Monday, October 28, 2013

Jefferson’s Heart and Head


One of the keys to understanding Thomas Jefferson is articulated in the second chapter of Andrea Wulf’s Founding Gardeners. She points out that Jefferson is a complex man, to the point of being described as an enigma. His dual nature, present in all men, is seen at the surface in a letter in which he describes the opposing forces of “Heart” and “Head”. Wulf goes on to say that though the dialogue is revealed in a love letter expressing the internal conflicts present within a man’s love for a woman, the same message is applies to his role as a gardener and reveals his attitude towards the natural world and his home at Monticello.  Through immaculate prose, Jefferson relays the beauty of his plantation. “With what majesty do we there ride above the storms! How sublime to look down into the workhouse of nature, to see her clouds, hail, snow, rain, thunder, all fabricated at our feet! And the glorious Sun, when rising as if out of a distant water, just gilding the tops of the mountains, and giving life to all nature!” Here, clearly the Heart, filled with emotion, is struck by the aesthetic appeal of Monticello’s sweeping mountaintop landscape. Jefferson’s selection of a mountaintop as the location of his home is, in itself, a victory of his Heart over a more practical, and surely more profitable, location along a river or lush valley. Jefferson’s strong Heart and love for the natural beauty of the world is complimented by his more pragmatic Head. While in England, on a tour of Woodburn Farm, Jefferson was most pleased by the way in which “the beautiful could coexist with, and indeed complement, the practical.” He found harmony in the balance between Heart and Head, and in no place was this balance more near and apparent than at Woodbury Farm; a place that planted the seed for his vision of Monticello, and in a broader sense America, as a place “of both sublime beauty and vast lands that would feed the nation.”

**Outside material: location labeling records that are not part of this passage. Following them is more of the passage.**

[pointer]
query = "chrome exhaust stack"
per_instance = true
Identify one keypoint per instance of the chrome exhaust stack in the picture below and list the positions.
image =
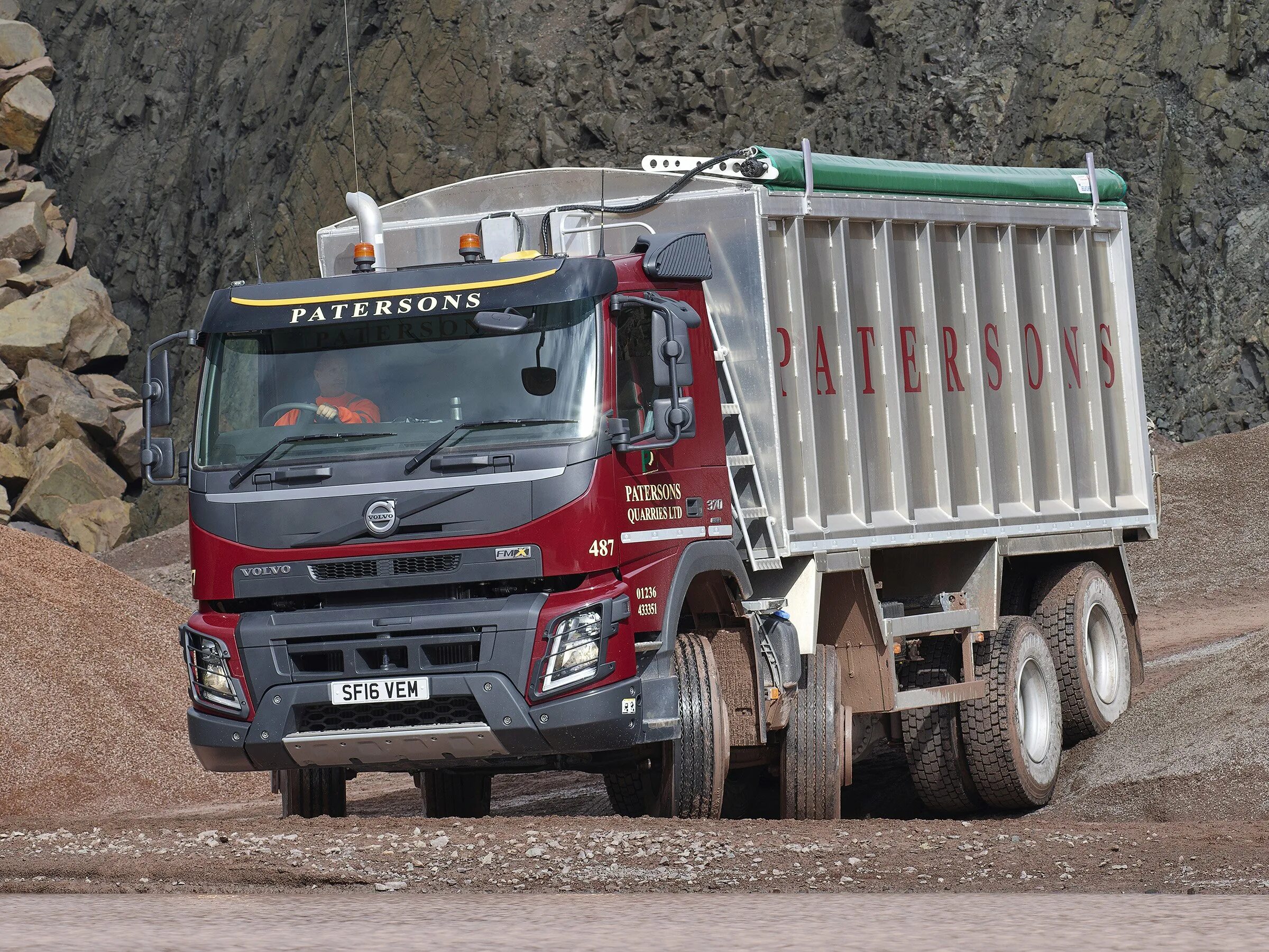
(370, 223)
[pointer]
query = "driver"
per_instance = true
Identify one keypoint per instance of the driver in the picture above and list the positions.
(334, 402)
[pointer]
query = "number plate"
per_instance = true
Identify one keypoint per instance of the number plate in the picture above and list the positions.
(379, 690)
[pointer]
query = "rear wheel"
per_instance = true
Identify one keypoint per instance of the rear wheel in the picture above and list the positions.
(702, 753)
(932, 735)
(454, 794)
(813, 752)
(1013, 735)
(314, 791)
(1080, 616)
(630, 791)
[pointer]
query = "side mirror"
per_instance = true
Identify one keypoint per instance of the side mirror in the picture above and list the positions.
(670, 346)
(159, 459)
(538, 381)
(158, 390)
(500, 321)
(674, 419)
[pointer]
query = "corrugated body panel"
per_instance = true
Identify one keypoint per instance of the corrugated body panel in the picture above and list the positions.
(994, 429)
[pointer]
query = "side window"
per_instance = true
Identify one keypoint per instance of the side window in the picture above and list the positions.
(635, 381)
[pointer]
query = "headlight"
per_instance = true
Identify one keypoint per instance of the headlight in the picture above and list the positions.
(210, 676)
(573, 654)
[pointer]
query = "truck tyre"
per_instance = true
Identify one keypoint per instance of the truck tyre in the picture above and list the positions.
(454, 794)
(813, 752)
(1079, 612)
(627, 791)
(932, 735)
(702, 753)
(1013, 735)
(314, 791)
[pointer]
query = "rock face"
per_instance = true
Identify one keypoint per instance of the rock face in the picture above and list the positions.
(1171, 93)
(65, 476)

            Jefferson’s dual nature may be rooted in the mixture between his upbringing and status in the upper echelons of Virginia society and his highly cultivated intellect and moral fiber. In his Head, he knew that he needed agricultural success to achieve financial stability and sustainability, but his Heart longed to achieve this within a beautiful setting and aesthetic landscape. As a child of privilege, he nurtured an admittedly expensive taste and an appreciation for the finer things in life. Wulf notes that he was known for traveling to Paris and London for shopping sprees, a luxury still only enjoyed by those of significant wealth. His high brow taste coupled with his infinite love for nature and the natural world, shaped his strong Heart and made him sensitive to the emotional side of being. However, his sharp mind, extensive education, worldly experience, and patriotism kept his Head strong and clear, and gave him a pragmatic tendency that defined his brilliance.
            The struggle between Heart and Head is something that exists within all of us. As Wulf shows through Jefferson, the key to finding happiness is in seeking to balance those forces and find equilibrium. For Jefferson, that equilibrium was found in the pastoral life he lived on the mountain at Monticello. Today people still are found searching for that balance. In the modern world, new ways of finding happiness and balance have unfolded, but we cannot loose sight of the wonders that the natural world holds. We should all try to see the world as Jefferson saw it, and continue to search for refuge in its natural landscape while finding practicality in its resources.